No elogio fúnebre, o juiz Jafete Fremo, vice-presidente da Associação Moçambicana de Juízes, classificou Elvino Dias como um “advogado dos aflitos”.
“Calaram a voz de Elvino Dias. Todavia, a Associação Moçambicana de Juízes não irá se calar, não irá se silenciar em relação a este assassinato”, garantiu, recordando a defesa em que o advogado se envolveu no passado, nomeadamente sobre o homicídio de juízes.
Venâncio Mondlane não esteve presente no funeral - disse antes que se encontra “em parte incerta” alegando questões de segurança -, contudo, Lutero Simango, outro dos quatro candidatos presidenciais nas eleições de 09 de outubro, e líder do Movimento Democrático de Moçambique (MDM, terceira partido parlamentar), esteve presente.

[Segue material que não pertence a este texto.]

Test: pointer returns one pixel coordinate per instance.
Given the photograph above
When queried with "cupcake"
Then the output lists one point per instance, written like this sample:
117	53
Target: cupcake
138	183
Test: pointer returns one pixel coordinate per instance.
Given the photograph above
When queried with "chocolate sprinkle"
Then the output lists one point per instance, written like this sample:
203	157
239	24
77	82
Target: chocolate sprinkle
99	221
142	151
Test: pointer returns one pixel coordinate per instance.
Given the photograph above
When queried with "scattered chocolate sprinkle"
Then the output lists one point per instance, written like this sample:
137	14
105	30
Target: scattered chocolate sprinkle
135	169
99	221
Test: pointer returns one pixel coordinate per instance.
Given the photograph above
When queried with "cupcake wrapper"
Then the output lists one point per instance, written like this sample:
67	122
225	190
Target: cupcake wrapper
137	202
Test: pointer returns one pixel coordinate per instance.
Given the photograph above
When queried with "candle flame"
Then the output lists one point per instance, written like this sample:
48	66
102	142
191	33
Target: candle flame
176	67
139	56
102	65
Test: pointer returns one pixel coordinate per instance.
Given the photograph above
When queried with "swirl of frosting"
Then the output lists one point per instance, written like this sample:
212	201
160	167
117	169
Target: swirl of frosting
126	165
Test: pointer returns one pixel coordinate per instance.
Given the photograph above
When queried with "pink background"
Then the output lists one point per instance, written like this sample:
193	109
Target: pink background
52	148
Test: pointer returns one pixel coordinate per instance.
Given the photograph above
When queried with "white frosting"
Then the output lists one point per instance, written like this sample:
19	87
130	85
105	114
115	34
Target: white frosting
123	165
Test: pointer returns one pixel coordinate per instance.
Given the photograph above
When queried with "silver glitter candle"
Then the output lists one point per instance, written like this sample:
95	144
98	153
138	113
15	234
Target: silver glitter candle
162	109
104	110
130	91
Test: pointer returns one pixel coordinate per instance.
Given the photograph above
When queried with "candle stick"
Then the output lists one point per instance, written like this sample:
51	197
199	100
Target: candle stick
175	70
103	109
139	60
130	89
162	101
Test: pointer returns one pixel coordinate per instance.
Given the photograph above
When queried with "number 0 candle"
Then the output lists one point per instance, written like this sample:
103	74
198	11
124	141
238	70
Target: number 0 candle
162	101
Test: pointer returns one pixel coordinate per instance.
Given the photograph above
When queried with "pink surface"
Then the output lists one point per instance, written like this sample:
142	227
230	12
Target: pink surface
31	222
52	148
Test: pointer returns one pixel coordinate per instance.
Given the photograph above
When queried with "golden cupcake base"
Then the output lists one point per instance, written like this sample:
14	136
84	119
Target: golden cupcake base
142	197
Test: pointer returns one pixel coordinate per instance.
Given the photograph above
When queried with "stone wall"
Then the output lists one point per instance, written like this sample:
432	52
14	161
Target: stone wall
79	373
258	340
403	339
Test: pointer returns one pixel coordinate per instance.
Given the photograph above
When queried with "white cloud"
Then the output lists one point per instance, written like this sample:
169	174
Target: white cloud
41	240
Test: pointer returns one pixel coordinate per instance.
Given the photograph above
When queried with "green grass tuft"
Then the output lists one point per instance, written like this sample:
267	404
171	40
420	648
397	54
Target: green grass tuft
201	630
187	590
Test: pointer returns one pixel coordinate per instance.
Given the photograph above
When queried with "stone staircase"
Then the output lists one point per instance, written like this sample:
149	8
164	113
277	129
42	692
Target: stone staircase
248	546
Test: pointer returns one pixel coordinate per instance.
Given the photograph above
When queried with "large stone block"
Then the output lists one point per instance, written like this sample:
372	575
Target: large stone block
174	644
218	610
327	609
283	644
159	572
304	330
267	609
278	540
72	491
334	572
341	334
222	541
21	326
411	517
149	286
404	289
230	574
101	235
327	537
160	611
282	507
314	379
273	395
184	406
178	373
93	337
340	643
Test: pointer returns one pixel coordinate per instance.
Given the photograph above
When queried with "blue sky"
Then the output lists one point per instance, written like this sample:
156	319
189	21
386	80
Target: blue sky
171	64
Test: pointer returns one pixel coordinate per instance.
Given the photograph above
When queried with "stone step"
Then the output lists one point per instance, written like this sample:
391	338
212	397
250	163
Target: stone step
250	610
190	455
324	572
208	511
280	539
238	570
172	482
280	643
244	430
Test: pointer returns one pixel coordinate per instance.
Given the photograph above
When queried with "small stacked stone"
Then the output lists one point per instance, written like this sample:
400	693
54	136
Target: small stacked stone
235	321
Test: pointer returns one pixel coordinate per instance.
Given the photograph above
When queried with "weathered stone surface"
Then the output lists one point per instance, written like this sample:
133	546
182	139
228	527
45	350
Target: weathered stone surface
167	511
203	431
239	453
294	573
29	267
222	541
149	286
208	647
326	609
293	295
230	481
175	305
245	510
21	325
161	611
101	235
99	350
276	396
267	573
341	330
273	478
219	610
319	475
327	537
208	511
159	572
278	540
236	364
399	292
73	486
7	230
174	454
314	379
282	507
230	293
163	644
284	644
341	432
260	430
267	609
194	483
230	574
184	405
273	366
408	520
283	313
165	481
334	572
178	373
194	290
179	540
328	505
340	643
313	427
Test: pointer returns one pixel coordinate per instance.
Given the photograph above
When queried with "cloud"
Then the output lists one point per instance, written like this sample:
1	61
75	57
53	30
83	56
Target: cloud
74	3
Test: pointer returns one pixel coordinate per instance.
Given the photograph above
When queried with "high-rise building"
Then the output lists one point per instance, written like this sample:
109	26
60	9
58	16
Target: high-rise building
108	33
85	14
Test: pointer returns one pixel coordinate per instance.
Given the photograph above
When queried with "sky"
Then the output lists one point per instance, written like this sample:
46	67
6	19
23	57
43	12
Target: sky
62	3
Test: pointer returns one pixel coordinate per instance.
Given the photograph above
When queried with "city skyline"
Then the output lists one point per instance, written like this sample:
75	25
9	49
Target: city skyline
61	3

“Dar o exemplo que ainda há essa possibilidade de construir um Moçambique dialogante, de tolerância, e de promover políticas públicas que possam resolver os problemas básicos da nossa população”, justificou, comentando ainda o apelo que tem sido feito à união da oposição em Moçambique.
“Esse apelo tem a sua legitimidade. Agora, cabe a nós, os políticos, entender, perceber e assumir esse apelo”, disse ainda.
Antes, ao início de manhã, dezenas de pessoas juntaram-se na capela mortuária do Hospital Central de Maputo para o velório de Paulo Guambe, mandatário do partido Podemos, partido que apoia Venâncio Mondlane, outra das vítimas do duplo homicídio, cujo funeral está agendado para quinta-feira, na província de Inhambane.